De gedichten van Simon Vinkenoog
1950-1975: Slijm sperma gal
Simon Vinkenoog debuteerde met de bundel Wondkoorts in 1950 op 22-jarige leeftijd. De bundel was geschreven onder invloed van zijn leven in Parijs en zijn ontmoetingen met beeldhouwers en schilders. Vinkenoog verzette zich tegen het moralisme en het conformisme dat Nederland destijds tekende. De motto's van de bundel werden ontleend aan Paul Eluard ('Si je m'endors, c'est pour ne plus rêver') en van Georges Bataille ('La nudité n'est que la mort et les plus tendres baisers ont un arrière-goût de rat'). De bundel werd opgedragen aan Judic en Barabbas en het eerste gedicht ('Judic') begint als volgt:
god neem uit mijn hoofd
deze duizeling weg
wanneer ik aan haar denk
want wat is mij de liefde waard
en wat is het leven zonder haat?
Het gedicht eindigt eveneens met haat:
mijn god die deze stad
hebt vergetentracht
niet anders aan mij
te denken
dan hatend
(p. 5)
Steeds komt de haat weer boven. Vooral als wordt gesproken over Amsterdam in relatie tot Parijs. In Nederland, vooral in verband met Amsterdam zijn haat en dood als thema's sterk aanwezig.
waar ik geboren ben
waar ik mijn vlag heb hangen
daar is het leven dood
(p. 8)
Zelfs in de liefde is de haat present, aangevuld met pijn: 'de pijn van de vrijheid'.
de dood is de man
die naast je ligt
je lippen kust
en huivert
dood is je adem
de kleur van je haar
waardoor mijn hand
dit gif heeft gewreven:
liefdeslavernij
het haten
(p. 14)
In deze eerste bundel zijn dood, bloed, pijn, eenzaamheid, angst en schrik prominent aanwezig. En ook vuur, brand, brandend water, donder, bliksem, wraak, schaduwen. Er wordt gestorven in huizen, in tuinen, in dromen en op een aanloopplank. Het gedicht 'Ticino' begint als volgt:
ik heb mijn haat in de lente ontdekt
de hartebloesems van mijn bloed
- mijn gevoelens - zijn door haat bevlekt
slijmspermagal: het is zo zoet
als een rat in de val gedreven
dit ongewijde bloed te spuwen
(p. 25)
In het gedicht 'Georges Braque' worden de doden opgeroepen. Zij omringen ons, zegt Vinkenoog, maar tevergeefs, ze gaan schoorvoetend langs en laten hun kleur na: grijs en grijstinten:
o vormen die een mens moet haten
o grijze daden in een vreemd beheer -
(p. 30)
In het gedicht 'Joan Miró' komen de fellere kleuren uit het werk van deze Spaanse schilder aan de orde:
het vergeten borstenpaar
dat aan de lijsten rukt
verandert kleur: geel
grijs geel zwart
hoe rood is het hart
en hoe miró
(p. 31)
Over zijn poëzie-opvatting doet Vinkenoog zijn zegje in het laatste gedicht uit deze bundel:
ik kan in mijn verzen
andreus niet dulden
noch de adem van lodeizen
ik eis voor eigen spraakgebrek
een eigen keuze
een eigen god:
haat
(p. 36)
Enkele jaren later (in 1955) zou Vinkenoog met Hans Andreus samen de bundel Tweespraak uitgeven, een dialoog in versvorm: gedichten van Vinkenoog op de linkerpagina en rechts die van Andreus.
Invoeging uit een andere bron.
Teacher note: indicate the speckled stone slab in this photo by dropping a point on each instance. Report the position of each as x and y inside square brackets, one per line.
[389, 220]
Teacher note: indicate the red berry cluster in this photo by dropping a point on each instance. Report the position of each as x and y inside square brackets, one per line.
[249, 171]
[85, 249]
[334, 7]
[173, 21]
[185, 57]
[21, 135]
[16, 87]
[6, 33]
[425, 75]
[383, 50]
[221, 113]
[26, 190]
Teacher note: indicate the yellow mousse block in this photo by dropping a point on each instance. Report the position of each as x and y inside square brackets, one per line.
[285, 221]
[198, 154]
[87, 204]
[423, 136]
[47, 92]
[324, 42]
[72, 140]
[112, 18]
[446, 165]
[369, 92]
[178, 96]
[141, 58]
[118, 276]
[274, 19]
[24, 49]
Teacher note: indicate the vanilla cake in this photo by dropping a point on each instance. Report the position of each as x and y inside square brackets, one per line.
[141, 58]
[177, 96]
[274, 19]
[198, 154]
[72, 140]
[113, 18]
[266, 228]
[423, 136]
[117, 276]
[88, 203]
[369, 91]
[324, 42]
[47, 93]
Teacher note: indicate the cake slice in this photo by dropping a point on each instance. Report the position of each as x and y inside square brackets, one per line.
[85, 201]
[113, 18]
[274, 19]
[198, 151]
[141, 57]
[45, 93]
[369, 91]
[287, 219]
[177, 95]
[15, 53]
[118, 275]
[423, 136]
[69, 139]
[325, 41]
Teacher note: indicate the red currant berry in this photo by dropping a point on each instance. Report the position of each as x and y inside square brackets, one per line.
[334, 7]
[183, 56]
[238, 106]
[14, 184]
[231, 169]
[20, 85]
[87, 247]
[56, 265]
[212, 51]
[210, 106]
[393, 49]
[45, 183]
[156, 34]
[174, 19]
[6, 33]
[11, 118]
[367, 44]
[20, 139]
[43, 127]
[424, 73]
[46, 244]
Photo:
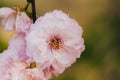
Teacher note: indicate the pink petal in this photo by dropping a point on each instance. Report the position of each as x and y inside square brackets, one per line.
[5, 12]
[8, 22]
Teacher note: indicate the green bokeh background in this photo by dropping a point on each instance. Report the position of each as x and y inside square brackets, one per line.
[100, 20]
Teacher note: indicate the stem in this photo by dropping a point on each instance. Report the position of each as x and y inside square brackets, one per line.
[33, 9]
[26, 7]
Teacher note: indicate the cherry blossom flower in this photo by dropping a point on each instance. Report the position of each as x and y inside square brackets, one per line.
[15, 20]
[57, 39]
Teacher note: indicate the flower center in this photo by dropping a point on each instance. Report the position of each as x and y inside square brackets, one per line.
[55, 42]
[32, 65]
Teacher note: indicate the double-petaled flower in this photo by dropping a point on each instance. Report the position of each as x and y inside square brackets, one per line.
[57, 39]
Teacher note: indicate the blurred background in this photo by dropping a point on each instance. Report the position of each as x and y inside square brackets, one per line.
[100, 20]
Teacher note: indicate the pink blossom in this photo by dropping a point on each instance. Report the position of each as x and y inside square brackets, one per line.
[15, 20]
[55, 38]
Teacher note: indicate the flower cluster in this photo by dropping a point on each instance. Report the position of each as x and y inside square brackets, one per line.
[38, 50]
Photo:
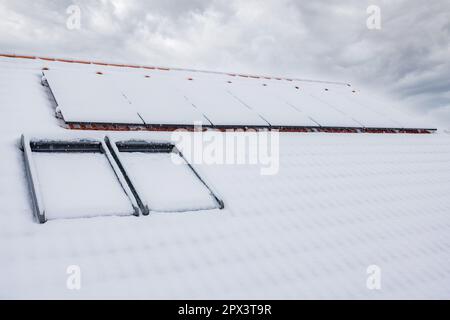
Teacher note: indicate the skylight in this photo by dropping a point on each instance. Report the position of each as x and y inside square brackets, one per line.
[75, 180]
[161, 179]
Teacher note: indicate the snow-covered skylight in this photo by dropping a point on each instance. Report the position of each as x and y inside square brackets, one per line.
[162, 180]
[75, 180]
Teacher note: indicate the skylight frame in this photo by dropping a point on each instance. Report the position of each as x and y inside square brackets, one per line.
[142, 146]
[30, 146]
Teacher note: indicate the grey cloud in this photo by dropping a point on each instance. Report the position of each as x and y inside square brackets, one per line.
[408, 57]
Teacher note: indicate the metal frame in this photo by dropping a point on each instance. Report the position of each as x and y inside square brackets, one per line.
[116, 147]
[60, 146]
[94, 126]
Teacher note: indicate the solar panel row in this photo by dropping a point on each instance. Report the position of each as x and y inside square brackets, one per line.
[84, 97]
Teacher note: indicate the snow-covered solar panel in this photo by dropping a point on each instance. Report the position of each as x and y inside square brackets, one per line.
[161, 179]
[165, 186]
[340, 98]
[175, 99]
[158, 101]
[402, 119]
[75, 180]
[88, 97]
[218, 105]
[272, 108]
[77, 185]
[322, 113]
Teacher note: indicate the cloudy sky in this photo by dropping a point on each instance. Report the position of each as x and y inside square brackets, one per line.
[408, 57]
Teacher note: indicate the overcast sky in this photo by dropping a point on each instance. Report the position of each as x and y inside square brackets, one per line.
[409, 57]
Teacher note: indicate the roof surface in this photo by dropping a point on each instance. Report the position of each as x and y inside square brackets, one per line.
[340, 203]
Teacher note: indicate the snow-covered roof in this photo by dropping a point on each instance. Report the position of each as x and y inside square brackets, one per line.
[341, 202]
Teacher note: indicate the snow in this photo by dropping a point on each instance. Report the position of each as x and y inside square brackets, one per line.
[158, 102]
[219, 106]
[276, 111]
[76, 185]
[321, 112]
[165, 185]
[340, 203]
[90, 97]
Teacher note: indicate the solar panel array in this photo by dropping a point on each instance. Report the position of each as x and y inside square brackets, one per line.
[161, 100]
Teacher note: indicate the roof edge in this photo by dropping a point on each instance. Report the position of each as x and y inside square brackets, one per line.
[135, 66]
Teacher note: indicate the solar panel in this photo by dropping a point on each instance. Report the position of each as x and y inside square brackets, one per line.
[170, 100]
[340, 98]
[158, 101]
[75, 180]
[321, 112]
[272, 108]
[161, 179]
[90, 98]
[218, 105]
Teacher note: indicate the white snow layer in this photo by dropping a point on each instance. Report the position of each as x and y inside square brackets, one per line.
[340, 203]
[76, 185]
[175, 98]
[165, 185]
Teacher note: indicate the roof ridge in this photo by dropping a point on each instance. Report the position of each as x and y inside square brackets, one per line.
[135, 66]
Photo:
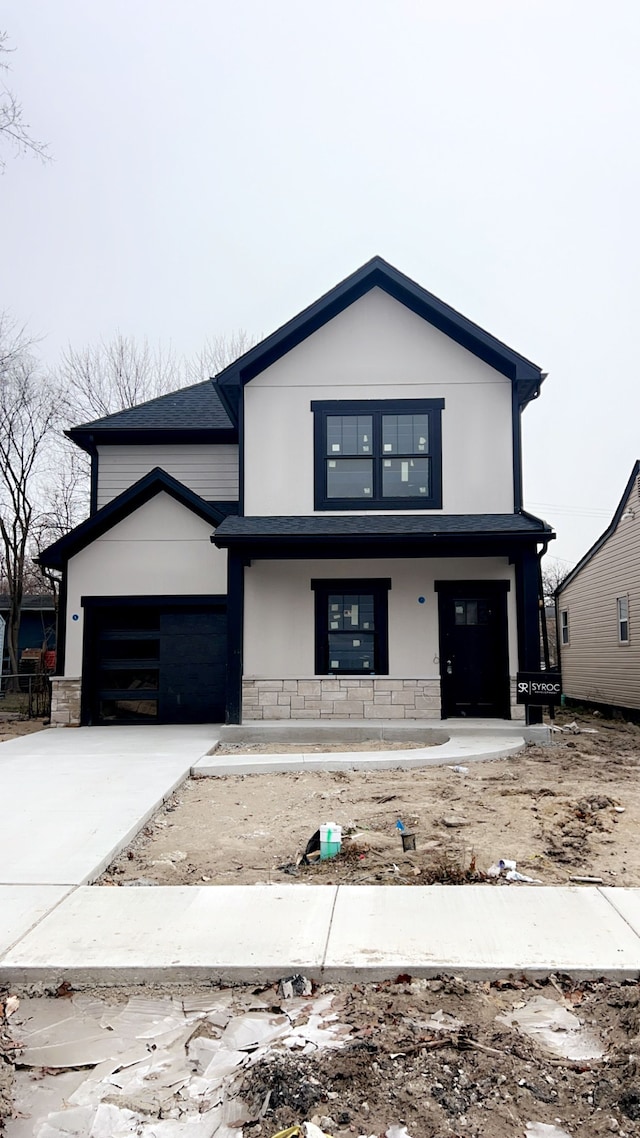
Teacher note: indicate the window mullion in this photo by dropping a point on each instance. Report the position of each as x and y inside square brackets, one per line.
[377, 456]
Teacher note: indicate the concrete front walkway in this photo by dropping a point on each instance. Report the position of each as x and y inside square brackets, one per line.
[72, 799]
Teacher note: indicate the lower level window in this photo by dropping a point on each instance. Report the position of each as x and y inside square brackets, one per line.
[351, 626]
[623, 619]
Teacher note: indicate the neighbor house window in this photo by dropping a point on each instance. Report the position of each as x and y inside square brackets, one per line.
[623, 619]
[351, 627]
[378, 454]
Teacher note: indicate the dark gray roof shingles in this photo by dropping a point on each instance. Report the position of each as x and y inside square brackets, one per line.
[191, 407]
[377, 525]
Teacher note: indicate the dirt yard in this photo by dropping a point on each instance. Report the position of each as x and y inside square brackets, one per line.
[571, 809]
[11, 726]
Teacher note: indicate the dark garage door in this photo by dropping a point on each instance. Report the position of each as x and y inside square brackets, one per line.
[152, 662]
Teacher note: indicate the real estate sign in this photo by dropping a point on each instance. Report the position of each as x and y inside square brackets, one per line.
[539, 687]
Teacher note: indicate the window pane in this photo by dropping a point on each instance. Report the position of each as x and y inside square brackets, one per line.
[405, 478]
[141, 649]
[405, 434]
[350, 478]
[350, 652]
[623, 617]
[350, 612]
[349, 435]
[131, 679]
[128, 710]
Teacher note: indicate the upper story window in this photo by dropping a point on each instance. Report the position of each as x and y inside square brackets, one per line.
[378, 454]
[623, 619]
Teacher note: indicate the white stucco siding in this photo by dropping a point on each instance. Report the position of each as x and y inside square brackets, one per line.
[211, 471]
[378, 349]
[162, 549]
[279, 611]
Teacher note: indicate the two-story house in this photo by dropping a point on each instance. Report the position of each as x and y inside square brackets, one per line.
[331, 529]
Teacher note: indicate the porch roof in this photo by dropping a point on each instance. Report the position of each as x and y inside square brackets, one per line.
[403, 528]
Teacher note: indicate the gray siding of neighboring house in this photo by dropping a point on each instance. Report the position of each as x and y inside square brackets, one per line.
[211, 471]
[596, 666]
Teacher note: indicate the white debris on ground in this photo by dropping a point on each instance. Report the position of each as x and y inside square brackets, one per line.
[158, 1066]
[555, 1028]
[544, 1130]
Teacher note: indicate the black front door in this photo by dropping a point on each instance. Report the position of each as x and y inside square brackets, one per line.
[474, 659]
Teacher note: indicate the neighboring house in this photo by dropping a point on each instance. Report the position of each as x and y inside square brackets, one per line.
[331, 529]
[599, 612]
[37, 628]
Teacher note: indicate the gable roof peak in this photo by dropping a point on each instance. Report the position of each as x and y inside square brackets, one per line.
[379, 273]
In de daarop volgende bundels werd het thema haat minder belangrijk. Wel waren er nog veel ongenoegens over de wereld en de geschiedenis. In de bundel Heren Zeventien (1953) reageerde Vinkenoog bijvoorbeeld verontrust op de inpolderingsdrang van de minister van Verkeer en Waterstaat en op de vroegere kolonisering door de VOC, waarnaar de titel van de bundel verwees.
Zwarten in naakte lagen op het dek opeengetast,
met kruit en speelgoed van karton
vanuit het land Tevoorschijn getrokken
geboeid en tussen de behoeften van de overtocht
en eten, drinken en liggen liggend
(p. 16)
En:
In een dauwen morgen
op een revolutiebed van vliegmachines
op te staan
met de hese kreet van kolonialen
en het laden der automatische geweren
om het einde van een beschaving
die een god met vergiffenis bracht,
de britse kruidnagelgongslag
verloren gegaan
(p. 19)
De gedichten waren nu meer gericht op universele menselijke angsten dan op de particuliere angst van de schrijver.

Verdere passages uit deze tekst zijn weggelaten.